Although Cox writes about things that can't happen - Jack Grout abducted by aliens in Skylark Lounge, Tarzan growing up in the Wairarapa bush before being transplanted to America where he becomes Elvis in Tarzan Presley - he is always convincing.
"The word you use there - convincing - is very important to me. I'm not the kind of writer who does a lot of research - I do some, obviously - but the ability to go there, to take the reader to that place and to make them feel this is really happening, even though common sense tells them it couldn't be, that's something I really value. It's a gift I hope I have made good use of.
"To convince the reader, you have to convince yourself. I am not interested in queasy satire. Tarzan Presley, for example, could have been very cheesy but I didn't want that."
Responsibility contains, in its climactic scenes in the Berlin Underground, a truly memorable repulsive creature called Eddie, whose head is covered in a tattoo, except for one ear, "a white question mark in the torrent of ink".
Cox looks pleased that Eddie is, so to speak, indelible. "Eddie was a person who looks how he is described in the book who I saw for two minutes in the Berlin airport. He made an extraordinary visual impression on me and I couldn't forget him.
"I spent a lot of time wondering what it would be like to be tattooed like that and present yourself in public."
He grins. "He saw I was looking at him and he scowled in a kind of nasty way but actually, he didn't have the character to pull off the scowl. There was something weak about him, so I got a really big kick out of writing about him."
Right now, Cox is doing the final read-though of The Cowboy Dog.
"Then I want to write something for my kids, then I have another novel in my mind and I will set about doing that.
"I am very short of energy but I can do about an hour and a half every day and as long as things are going well that's what I do."
Cox is tired now, shifting about uncomfortably, and it's time to leave.
Outside, Susanna says her husband is dealing with his illness the way he has dealt with most problems in his adult life: head-on.
"If we didn't have the money to do something, he'd say we don't have the money so we can't do it," she says.
"That is what he is doing now.

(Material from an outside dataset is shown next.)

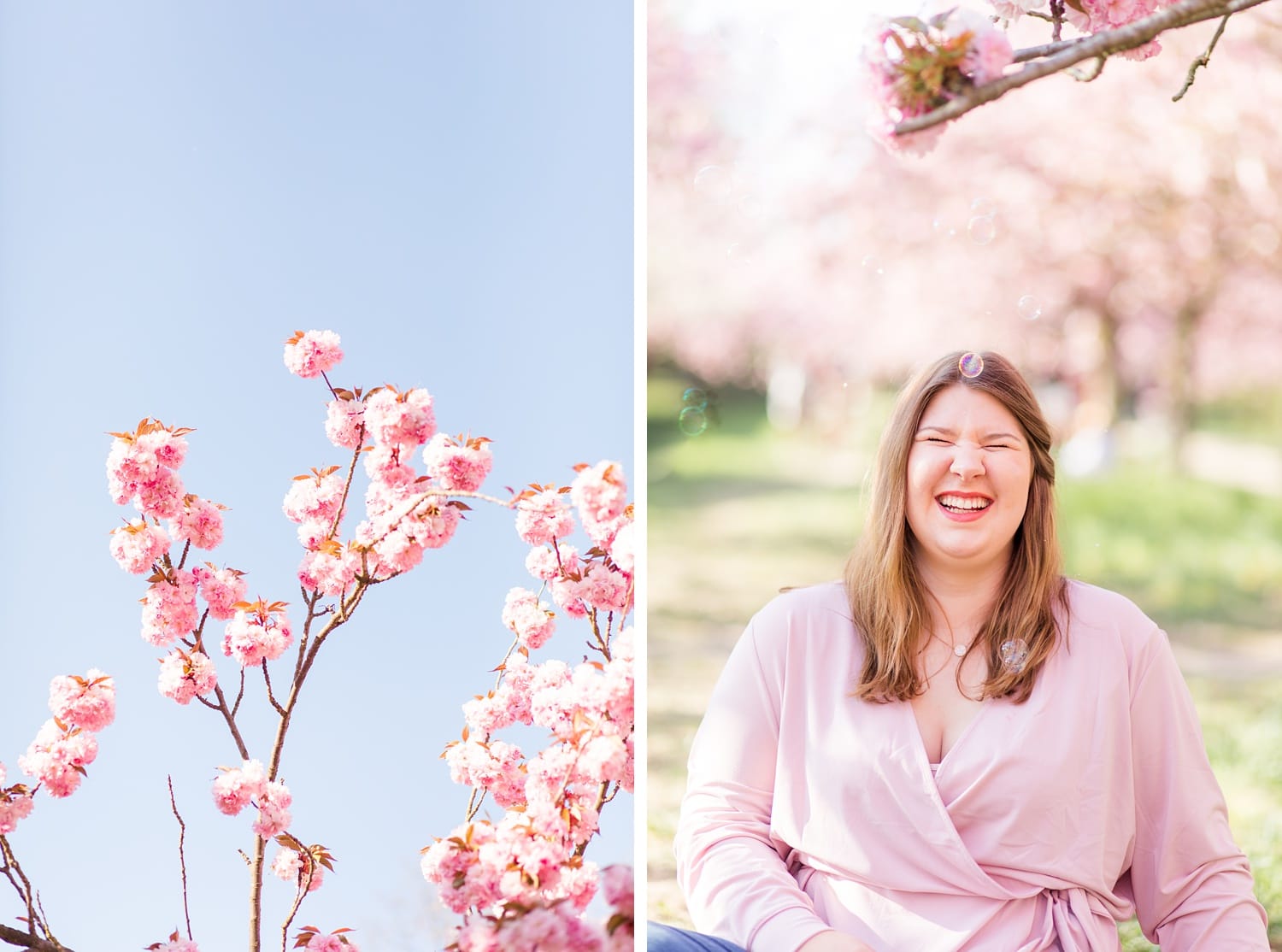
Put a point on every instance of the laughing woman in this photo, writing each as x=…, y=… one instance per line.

He is a very practical, sensible man ... he could have done that job at Te Papa [as the museum's "director experience", which he had to leave when he became too sick] standing on his ear.
"He was so good at it and everyone liked him, and he could have got on with his writing. It is such a shame."
NIGEL COX
Born 1951, Pahiatua; grew up in Masterton and the Hutt Valley.
Career:
Worked at Unity Books Wellington and Auckland for a decade; senior writer exhibitions team, Te Papa; led the project team 2000-2005 (with New Zealander Ken Gorbey) which created the Jewish Museum Berlin, where he became head of exhibitions and education.

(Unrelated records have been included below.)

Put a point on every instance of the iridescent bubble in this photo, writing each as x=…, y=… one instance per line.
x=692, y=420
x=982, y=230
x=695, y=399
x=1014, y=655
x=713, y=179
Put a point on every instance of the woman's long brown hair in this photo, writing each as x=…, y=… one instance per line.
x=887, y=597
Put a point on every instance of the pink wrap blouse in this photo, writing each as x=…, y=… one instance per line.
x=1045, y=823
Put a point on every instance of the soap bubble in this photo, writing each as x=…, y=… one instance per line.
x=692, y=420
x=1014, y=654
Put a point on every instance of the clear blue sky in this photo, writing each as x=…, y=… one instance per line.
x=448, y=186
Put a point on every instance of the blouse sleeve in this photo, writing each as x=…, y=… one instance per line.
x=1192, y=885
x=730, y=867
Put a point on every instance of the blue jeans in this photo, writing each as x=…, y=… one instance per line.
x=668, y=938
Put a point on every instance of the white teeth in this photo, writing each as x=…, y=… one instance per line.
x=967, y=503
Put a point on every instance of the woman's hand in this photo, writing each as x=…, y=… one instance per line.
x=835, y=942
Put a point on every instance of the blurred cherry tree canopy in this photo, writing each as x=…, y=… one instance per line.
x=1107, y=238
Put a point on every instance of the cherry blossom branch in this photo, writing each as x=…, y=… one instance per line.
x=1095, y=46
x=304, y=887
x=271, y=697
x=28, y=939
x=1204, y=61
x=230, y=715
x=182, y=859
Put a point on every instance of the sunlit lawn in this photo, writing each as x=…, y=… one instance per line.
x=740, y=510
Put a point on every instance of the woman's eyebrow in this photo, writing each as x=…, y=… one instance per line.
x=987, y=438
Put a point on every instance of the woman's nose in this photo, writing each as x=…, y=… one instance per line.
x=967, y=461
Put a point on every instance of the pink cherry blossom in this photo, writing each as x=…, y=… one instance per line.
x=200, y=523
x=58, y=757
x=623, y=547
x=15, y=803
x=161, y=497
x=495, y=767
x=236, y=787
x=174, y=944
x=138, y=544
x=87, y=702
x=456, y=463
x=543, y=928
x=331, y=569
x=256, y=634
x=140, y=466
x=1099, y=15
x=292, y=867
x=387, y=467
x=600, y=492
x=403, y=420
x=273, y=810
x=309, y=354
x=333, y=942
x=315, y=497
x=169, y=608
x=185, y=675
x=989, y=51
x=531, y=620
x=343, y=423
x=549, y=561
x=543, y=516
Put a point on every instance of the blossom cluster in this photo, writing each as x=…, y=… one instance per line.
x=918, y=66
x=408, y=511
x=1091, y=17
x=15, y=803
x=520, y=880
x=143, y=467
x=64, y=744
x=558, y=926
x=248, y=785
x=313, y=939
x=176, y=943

Returned to NZ in March 2005; director experience Te Papa, Oct 2005-May 2006.
Writing career:
Waiting For Einstein, 1984.
Dirty Work, 1987, reissued 2006; shortlisted NZ Book Award, Wattie Book of the Year; winner Bucklands Memorial Literary Prize.
Katherine Mansfield Memorial Fellow, Menton, France 1991.
Skylark Lounge, 2000.
Tarzan Presley, 2004; runner-up fiction category, 2005 Montana NZ Book Awards; barred from reprints or sale outside New Zealand by the Edgar Allen Burroughs Estate in "Tarzania" in the United States.
Responsibility, 2005, shortlisted for the Montana NZ Book Awards, to be announced Monday night.
The Cowboy Dog, in final draft stages.